But this isn’t just happening in Montana. In a few months, a second climate suit based on environmental rights contained in a state constitution will go to trial in Hawaii. Meanwhile, the U.S. Supreme Court just opened the door to trials possibly proceeding in several long-running climate cases in which cities and states have sued oil companies — a decision some advocates have said is “like a dam breaking.”
When did oil companies first learn that their business model was imperiling civilization? What did the state know, and when? What did the framers of the Montana constitution intend? Historians have filed explanatory briefs, and attorneys have quoted archival documents to help answer these questions. But few have noted that this very model of change — a lawsuit, a trial, advocates suing the state to vindicate their right to the natural world and a livable future — is the product of a history spanning more than 50 years.

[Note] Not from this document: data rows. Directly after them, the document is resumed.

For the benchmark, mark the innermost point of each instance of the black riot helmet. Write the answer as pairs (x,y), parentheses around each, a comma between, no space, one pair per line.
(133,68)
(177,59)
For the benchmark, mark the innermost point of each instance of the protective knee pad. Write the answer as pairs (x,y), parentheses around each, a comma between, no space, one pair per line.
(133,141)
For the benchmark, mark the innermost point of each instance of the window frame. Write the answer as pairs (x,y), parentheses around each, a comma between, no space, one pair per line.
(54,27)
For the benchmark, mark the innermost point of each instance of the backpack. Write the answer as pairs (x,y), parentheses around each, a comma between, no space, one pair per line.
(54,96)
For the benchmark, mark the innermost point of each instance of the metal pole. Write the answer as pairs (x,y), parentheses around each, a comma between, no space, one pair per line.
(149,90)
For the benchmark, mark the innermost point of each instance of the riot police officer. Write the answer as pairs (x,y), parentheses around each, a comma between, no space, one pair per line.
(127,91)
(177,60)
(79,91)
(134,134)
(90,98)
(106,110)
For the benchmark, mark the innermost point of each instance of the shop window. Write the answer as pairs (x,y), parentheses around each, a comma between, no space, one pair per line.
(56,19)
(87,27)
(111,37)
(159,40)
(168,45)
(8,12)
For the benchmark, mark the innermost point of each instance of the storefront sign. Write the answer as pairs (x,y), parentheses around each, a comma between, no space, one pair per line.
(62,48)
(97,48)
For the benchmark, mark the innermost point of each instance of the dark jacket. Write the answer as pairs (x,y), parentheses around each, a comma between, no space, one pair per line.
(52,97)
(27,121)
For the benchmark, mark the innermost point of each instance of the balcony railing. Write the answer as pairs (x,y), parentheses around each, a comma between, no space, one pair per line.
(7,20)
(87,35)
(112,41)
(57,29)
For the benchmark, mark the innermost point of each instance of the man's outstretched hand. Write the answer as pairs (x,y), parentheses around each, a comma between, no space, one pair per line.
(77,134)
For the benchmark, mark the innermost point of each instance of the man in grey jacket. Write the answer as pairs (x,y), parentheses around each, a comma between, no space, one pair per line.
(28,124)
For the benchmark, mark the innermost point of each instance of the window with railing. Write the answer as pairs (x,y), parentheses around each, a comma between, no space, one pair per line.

In the spring of 1966, a young attorney named Victor Yannacone sued Suffolk County, N.Y., to try to stop it from spraying the pesticide DDT. Foreshadowing modern climate cases, he brought suit “on behalf of all of the people of the United States, not only of this generation, but of those generations yet unborn.” He claimed that the county’s spraying of deadly chemicals violated rights contained in the U.S. Constitution.
Yannacone also invoked the public trust doctrine, an ancient legal principle stating that the government holds natural resources “in trust” for the public. While the public trust doctrine is the foundation of many climate cases today, back in the 1960s it was mainly thought to protect riverbeds. Yet legal academics — especially a young professor at the University of Michigan named Joseph Sax — were beginning to rethink the doctrine in far broader terms, expanding the range of resources it could protect.